My boiler has a lot of white smoke/cloud coming out of it while the heating is on in my house. (It's a new house...self build). The plumber said it's because there's hot air coming out of the boiler and the surrounding air is cold. Everyone thats come to see my house has commented on how much smoke is coming out of it. It doesn't smell like it's smoke/burning though.

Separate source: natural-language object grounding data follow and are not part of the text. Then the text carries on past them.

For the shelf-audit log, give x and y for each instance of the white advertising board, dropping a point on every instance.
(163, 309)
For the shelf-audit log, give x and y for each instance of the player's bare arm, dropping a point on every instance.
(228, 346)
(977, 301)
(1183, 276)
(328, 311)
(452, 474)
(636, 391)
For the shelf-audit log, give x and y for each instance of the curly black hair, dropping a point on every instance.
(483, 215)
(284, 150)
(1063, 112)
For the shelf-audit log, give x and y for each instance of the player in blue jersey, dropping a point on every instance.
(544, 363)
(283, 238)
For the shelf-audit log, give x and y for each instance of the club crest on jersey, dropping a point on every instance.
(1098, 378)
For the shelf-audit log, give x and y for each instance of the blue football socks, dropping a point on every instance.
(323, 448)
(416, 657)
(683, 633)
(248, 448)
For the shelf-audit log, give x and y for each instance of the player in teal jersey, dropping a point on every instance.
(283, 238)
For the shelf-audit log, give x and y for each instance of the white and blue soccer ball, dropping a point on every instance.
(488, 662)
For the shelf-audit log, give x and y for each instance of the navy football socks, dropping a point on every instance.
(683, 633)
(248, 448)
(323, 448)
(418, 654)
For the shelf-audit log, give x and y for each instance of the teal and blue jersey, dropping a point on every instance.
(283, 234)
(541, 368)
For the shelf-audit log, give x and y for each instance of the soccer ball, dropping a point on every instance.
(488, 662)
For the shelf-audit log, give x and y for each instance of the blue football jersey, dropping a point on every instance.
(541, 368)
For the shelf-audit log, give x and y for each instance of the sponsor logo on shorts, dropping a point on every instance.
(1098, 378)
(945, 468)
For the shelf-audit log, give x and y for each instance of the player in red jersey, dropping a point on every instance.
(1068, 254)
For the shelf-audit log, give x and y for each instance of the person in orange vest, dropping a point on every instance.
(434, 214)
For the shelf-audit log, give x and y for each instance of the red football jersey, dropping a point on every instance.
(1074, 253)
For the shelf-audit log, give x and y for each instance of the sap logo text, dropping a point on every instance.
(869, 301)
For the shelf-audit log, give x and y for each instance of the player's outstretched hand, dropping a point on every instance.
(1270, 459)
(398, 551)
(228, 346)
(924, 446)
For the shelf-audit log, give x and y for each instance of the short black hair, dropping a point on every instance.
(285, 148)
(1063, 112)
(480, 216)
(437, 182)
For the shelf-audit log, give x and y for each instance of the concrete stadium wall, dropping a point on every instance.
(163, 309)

Someone thought that maybe the oil suppliers gave me diesel instead of kerosene but after checking it they said it was kerosene alright.

Has anyone had a similar problem?

Thanks


----------



## DGOBS (15 Dec 2008)

Hi, white smoke (known as plume) is your hot flue gasses giving up its water vapor as it comes in contact with cold air (water vapor is given up at the dew point 55degs) 

Aslo, how new is the boiler? is it a condenser model?
if so, the plume is a sign that the boiler is working in condensing mode, ie the most efficient it can be....

if your still worried have an oftec qualified oil technician out to service / commission the appliance (as should have been done on installation, bet you it wasn't)


----------



## marla06 (15 Dec 2008)

thanks for getting back to me!

the boiler is about 6-12 months old i think. haven't a clue what type it is but i could try to find out. i'm not living in the house yet but the heating is turned on for a couple of hours every day

i doubt that a service was carried out on it! i'll look in to that too

thanks again


----------



## ramble (16 Dec 2008)

I have a relatively new condensing oil boiler which gives off plumes of steam as you describe.  My plumber confirmed that this was normal , there is no smell  off it, it comes out beside my washing line and has had no affect on the clothes


----------



## DGOBS (16 Dec 2008)

It'slike electing a new pope...white smoke good...black smoke bad


----------



## DGOBS (2 May 2009)

Not quite,

Most boilers will plume(white smoke) when they first fire up after laying dormant as any water condensation is heated. But this will stop in the first 
5-10 mins of operation. 

A condensing boiler is designed to run constantly (assuming correct system temp differential is achieved) in this mode.

But black smoke is not just a waste of oil, more importantly there is never is never black smoke or soot generation without carbon monoxide generation!


----------